Our pork ribs have more meat which keeps everyone coming back for more. Because our pigs live an active lifestyle, they have less fat and more meat. Baby back ribs from pastured pigs are have added benefits on top of being delicious. Our pigs have access to natural forage and plenty of sunshine. Their meat and fat are richer in fat-soluble vitamins like E and D as well as minerals like selenium. Pigs are like humans in the fact that, they make vitamin D in their skin and fat when exposed to sunlight. This means our pork is particularly rich in vitamin D. We need vitamin D and what better way to get it than having a BBQ in the sun with ribs on the menu. Our bodies also need healthy fats to power our brains, so choosing healthy fats in our meats is a great way to add that power in. Ribs are also packed full of protein, which is great fuel for your muscles. In a 3 oz serving or 1 rib worth of meat, there are 24 grams of protein. That is a lot of fuel to help rebuild muscle tissue. As you can see, ribs have some serious benefits to our bodies.


Did you know there are a variety of “rib” meat cuts? It seems that every cut of meat can be called by multiple names. The baby back ribs are cut from the top of the loin and are sometimes referred to as loin ribs or back ribs. This cut is taken from the top of the rib cage between the spine and the spare ribs.

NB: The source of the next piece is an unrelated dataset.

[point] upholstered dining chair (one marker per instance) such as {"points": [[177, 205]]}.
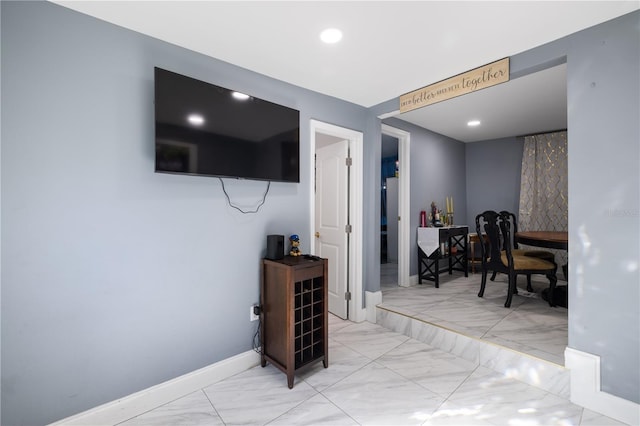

Baby back ribs have meat between and on top of the bones. They are referred to as baby back ribs, not because they are taken from a baby pig but because they are shorter and meatier than spare ribs.



Spare ribs, also known as St. Louis-Style Spareribs, are the ribs cut from the belly of the pig after the belly is removed. These ribs have the hard breastbone and chewy cartilage removed so the slab has a more rectangular shape. They are much thinner than baby back ribs which make them easier to brown and they also have more fat, which gives extra flavor if cooked properly. Baby back ribs and spare ribs can be interchanged when preparing a recipe but because the spare ribs are larger than the baby back ribs you will need to cook them longer.


Low and slow is a great way to cook any pasture raised meats. Remember to keep an eye on the internal temperature of your meats by using a meat thermometer. This will ensure you do not overcook and dry out these delicious ribs.